Oleh : Jro Gde Sudibya

Demokrasi prosedural nyatanya memerlukan biaya yang amat sangat mahal, menyedot anggaran negara yang besar dan sumber daya masyarakat yang juga besar, tetapi melahirkan kepemimpinan yang “begitu begitu saja”, yang jauh dari harapan publik. Prilaku politik transaksional, menghalalkan semua cara, amat sangat jauh dari keteladanan dan idealisme Bapak Ibu Pendiri Bangsa, politik adalah panggilan mengabdi buat negeri, politik adalah sebuah keutamaan – political virtue-. Istilah yang sering diucapkan Presiden Soekarno dalam perjalanan panjang perjuangannya mengabdi negeri.

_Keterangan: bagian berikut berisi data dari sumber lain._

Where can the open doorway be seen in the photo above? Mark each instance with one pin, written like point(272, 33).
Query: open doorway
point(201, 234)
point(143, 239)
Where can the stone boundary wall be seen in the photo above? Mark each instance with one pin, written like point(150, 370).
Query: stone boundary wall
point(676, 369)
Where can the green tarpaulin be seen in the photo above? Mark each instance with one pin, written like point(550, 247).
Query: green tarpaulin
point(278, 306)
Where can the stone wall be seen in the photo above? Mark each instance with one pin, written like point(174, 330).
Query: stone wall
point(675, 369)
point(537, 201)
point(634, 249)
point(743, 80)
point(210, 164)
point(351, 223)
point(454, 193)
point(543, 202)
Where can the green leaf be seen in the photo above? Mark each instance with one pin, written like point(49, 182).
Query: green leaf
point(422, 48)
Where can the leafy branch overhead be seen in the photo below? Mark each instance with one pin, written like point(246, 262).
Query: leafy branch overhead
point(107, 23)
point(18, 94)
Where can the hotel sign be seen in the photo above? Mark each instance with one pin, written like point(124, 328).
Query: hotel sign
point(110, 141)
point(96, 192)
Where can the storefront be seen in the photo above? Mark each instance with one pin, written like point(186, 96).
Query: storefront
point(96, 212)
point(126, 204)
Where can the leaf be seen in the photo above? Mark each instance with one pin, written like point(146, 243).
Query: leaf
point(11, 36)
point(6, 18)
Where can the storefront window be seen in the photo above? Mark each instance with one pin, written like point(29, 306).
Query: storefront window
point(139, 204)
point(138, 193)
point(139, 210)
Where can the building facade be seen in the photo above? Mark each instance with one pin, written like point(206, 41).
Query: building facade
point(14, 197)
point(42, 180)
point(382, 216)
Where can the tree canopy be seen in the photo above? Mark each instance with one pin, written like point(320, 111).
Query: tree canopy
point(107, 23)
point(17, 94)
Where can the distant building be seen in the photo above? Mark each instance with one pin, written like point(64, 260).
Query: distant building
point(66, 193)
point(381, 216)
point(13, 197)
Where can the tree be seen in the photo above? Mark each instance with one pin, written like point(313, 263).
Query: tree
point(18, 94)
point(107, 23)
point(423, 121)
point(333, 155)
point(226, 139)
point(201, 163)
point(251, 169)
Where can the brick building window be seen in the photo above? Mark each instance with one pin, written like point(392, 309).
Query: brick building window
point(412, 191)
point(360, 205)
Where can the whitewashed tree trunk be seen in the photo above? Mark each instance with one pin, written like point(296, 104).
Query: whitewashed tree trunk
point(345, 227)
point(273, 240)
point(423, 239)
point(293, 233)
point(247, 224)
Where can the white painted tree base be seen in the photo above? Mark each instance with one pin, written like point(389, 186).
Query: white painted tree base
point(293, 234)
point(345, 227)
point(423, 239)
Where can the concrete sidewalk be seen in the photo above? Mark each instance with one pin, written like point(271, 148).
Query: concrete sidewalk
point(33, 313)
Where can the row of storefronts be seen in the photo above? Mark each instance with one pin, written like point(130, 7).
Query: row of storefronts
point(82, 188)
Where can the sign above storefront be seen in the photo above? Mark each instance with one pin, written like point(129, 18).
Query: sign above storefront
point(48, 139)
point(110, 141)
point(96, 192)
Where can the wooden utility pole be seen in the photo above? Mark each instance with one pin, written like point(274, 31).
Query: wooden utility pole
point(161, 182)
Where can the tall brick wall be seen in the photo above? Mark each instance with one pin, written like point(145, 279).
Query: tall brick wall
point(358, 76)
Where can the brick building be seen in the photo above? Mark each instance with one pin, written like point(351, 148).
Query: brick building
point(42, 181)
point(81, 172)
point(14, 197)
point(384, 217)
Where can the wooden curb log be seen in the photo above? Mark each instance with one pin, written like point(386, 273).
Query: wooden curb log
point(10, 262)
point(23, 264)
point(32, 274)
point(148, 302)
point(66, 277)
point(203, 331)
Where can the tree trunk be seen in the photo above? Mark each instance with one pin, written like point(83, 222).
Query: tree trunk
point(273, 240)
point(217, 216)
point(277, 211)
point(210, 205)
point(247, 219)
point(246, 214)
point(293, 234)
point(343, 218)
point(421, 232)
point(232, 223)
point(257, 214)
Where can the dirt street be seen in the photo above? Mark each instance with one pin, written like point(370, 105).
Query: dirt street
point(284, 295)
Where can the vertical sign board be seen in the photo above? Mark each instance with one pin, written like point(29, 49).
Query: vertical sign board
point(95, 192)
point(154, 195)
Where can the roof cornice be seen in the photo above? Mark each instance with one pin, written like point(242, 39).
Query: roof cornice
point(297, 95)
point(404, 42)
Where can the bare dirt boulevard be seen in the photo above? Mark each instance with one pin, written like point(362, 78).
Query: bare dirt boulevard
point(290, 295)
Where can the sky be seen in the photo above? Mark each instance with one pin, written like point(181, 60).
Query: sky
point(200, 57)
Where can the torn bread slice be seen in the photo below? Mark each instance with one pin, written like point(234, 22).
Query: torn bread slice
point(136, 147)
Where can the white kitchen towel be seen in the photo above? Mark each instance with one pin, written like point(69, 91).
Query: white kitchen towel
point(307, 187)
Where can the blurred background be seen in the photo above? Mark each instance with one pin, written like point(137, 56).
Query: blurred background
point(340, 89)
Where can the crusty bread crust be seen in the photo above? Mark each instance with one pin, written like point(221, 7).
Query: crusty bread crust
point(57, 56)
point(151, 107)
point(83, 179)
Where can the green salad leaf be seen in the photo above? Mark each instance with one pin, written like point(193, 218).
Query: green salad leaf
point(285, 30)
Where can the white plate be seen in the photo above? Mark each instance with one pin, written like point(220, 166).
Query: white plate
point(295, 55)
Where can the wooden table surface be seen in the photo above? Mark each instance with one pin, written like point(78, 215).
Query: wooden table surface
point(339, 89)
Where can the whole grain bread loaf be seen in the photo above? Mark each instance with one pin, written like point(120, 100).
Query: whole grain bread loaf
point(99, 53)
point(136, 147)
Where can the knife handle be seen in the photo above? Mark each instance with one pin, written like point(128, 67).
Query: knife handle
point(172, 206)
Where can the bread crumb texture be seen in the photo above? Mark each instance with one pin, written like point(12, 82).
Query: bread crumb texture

Muncullah fenomena, politik adalah panglima dalam artian yang sebenar-benarnya, pertimbangan politik sempit untuk peningkatan elektoral dalam rangka pemenangan “pertarungan” politik merebut dan mempertahankan kekuasaan menjadi pertimbangan utama, bila perlu dengan mengorbakan kebijakan publik yang otentik yang bertujuan peningkatan kesejahteraan umum. Phrase “kesejahteraan umum” kerap dipergunakan sebatas gimmik politik, tipu muslihat politik , dalam rangka peningkatan elektoral (yang nyaris menjadi “berhala” yang dipuja) untuk memenangkan kompetisi politik at all cost, termasuk penggunaan dana publik yang sebetulnya hak warga negara.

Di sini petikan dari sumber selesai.